Mahoney reported that this is not just a concept. Mazda's moving cars right now. By the summer, the Mexican government will be in Kansas City's West Bottoms. The city will spend $3 million to build a Mexican customs house on Liberty Street, clearing American goods, mainly grain exports headed south.
"The 21st century will have a different concept about borders that we have previously had," Mexican foreign minister Geronimo Gutierrez said.
But there are no sure shots. As protesters at the Latin America Trade Summit earlier this month proved, international trade can be volatile. Mahoney reported that critics continue to rip into the North American Free Trade Agreement for hurting American workers whose jobs go to Latin America.
If this is the success boosters want it to be, the roads will have many more trucks than they do now.
"It's the railroads and the trucking companies and the distribution companies that are paying for this initiative and trying to attract it because we're the logical place," Gutierrez said.
Tuesday, November 30, 2004
Graves Announces Funding for
SmartPort International Processing Center
Funding to expand international trade and
improve Kansas City's regional economy
(Washington, D.C) U.S. Congressman Sam Graves announced that he has secured $750,000 in funding for the Kansas City SmartPort International Trade Processing Center in the H.R. 4818, the FY 2005 Omnibus spending bill passed by the House on Saturday, November 20th.
The Kansas City SmartPort International Trade Processing Center is a regional effort to implement, operate and market a bi-state, regional international trade processing system in greater Kansas City.
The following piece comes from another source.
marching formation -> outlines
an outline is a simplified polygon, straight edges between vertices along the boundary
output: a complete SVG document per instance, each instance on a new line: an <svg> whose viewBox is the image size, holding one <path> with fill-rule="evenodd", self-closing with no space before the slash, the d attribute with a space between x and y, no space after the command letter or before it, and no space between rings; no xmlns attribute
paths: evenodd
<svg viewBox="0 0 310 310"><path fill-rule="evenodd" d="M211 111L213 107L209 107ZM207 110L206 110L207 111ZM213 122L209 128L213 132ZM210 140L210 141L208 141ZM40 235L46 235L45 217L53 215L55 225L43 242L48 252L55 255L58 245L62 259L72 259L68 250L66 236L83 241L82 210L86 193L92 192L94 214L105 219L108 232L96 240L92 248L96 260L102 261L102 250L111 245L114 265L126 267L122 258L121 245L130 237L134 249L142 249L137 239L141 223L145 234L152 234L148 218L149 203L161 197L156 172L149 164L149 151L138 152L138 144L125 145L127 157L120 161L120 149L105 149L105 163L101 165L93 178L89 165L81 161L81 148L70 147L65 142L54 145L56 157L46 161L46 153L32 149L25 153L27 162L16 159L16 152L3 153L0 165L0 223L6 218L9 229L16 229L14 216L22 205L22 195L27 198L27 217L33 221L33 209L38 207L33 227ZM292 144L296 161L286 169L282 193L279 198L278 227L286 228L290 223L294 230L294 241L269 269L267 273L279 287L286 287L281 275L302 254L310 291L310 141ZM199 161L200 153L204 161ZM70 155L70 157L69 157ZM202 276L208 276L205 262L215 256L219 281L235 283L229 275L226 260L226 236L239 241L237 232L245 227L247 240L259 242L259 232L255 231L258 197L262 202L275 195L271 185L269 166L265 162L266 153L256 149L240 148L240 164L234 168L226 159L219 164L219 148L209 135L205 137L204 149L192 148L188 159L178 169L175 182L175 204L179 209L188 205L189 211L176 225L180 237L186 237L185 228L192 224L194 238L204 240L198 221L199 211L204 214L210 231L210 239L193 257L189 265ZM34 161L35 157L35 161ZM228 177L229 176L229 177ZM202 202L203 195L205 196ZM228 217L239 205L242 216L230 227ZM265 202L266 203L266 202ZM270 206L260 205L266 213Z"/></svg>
"This funding is critical for our region's economy," said Graves. "Our economy increasingly depends on opening foreign markets to products and services of Kansas City."
SmartPort would relieve congestion at America's borders and process trade shipments in the heart of the country. When in operation, the port will increase the Midwest's economic vitality by improving access to international markets and facilitate international trade.
"Kansas City SmartPort appreciates the continued support from Congressman Sam Graves," said Chris Gutierrez, President of KC SmartPort. "This funding will be used to develop pilot projects using new technology to allow freight shipments to move to, from and through Kansas City more efficiently, more secure and more profitable for area transportation companies and shippers."
Graves was successful in securing $500,000 in funding for SmartPort in the FY 2003 spending bill.